Let’s be honest for a second. We live in a world where vulnerabilities are weaponized quickly, often days after disclosure. I know a lot of firms that use Zoom, and there seems to be a trend to move towards Mac Book Pros as well, especially in tech. With that comes a level of confidence (and even arrogance) over the lack of concern around security since “Apple takes care of it”. This should be a great example of why this is actually more true than not. Is Apple perfect? Absolutely not, they have a regular patch cadence just like everyone else. But this one was big just because of how prolific it was and all the attention it got. And yes, there really was an RCE in there.

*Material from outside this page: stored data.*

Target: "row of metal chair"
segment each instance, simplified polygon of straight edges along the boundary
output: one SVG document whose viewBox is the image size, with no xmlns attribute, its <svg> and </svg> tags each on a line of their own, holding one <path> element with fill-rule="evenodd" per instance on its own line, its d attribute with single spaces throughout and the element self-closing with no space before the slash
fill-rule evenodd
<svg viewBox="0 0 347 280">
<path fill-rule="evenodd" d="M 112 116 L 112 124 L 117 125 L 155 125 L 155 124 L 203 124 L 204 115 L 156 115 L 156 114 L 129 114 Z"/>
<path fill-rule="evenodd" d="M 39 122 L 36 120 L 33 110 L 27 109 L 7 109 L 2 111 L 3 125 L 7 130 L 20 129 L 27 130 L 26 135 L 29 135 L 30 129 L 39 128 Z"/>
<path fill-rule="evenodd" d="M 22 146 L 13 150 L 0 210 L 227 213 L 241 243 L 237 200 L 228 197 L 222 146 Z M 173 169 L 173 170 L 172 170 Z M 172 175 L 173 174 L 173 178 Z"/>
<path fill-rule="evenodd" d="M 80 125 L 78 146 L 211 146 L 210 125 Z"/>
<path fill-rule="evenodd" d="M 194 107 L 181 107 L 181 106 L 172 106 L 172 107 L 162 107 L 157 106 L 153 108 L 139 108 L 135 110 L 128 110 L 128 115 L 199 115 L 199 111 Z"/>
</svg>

Maybe I’m bitter. Maybe I’m tired of people arguing for the sake of arguing. Maybe this is just a new outlet to let off some steam. Maybe vulnerabilities will stop getting mascots or massive press coverage for all the wrong reasons. Whatever. I’m still going to use Zoom for my meetings because it bloody well works, and they fixed the problem. Will I add some additional steps when evaluating software and performing my own internal pen tests? Absolutely. Overall I think there are lessons for everyone here. From handling vulnerability reports and acting on them, to understanding how to properly address issues publicly, there a lot to learn from all this. Will we though? Only time will tell.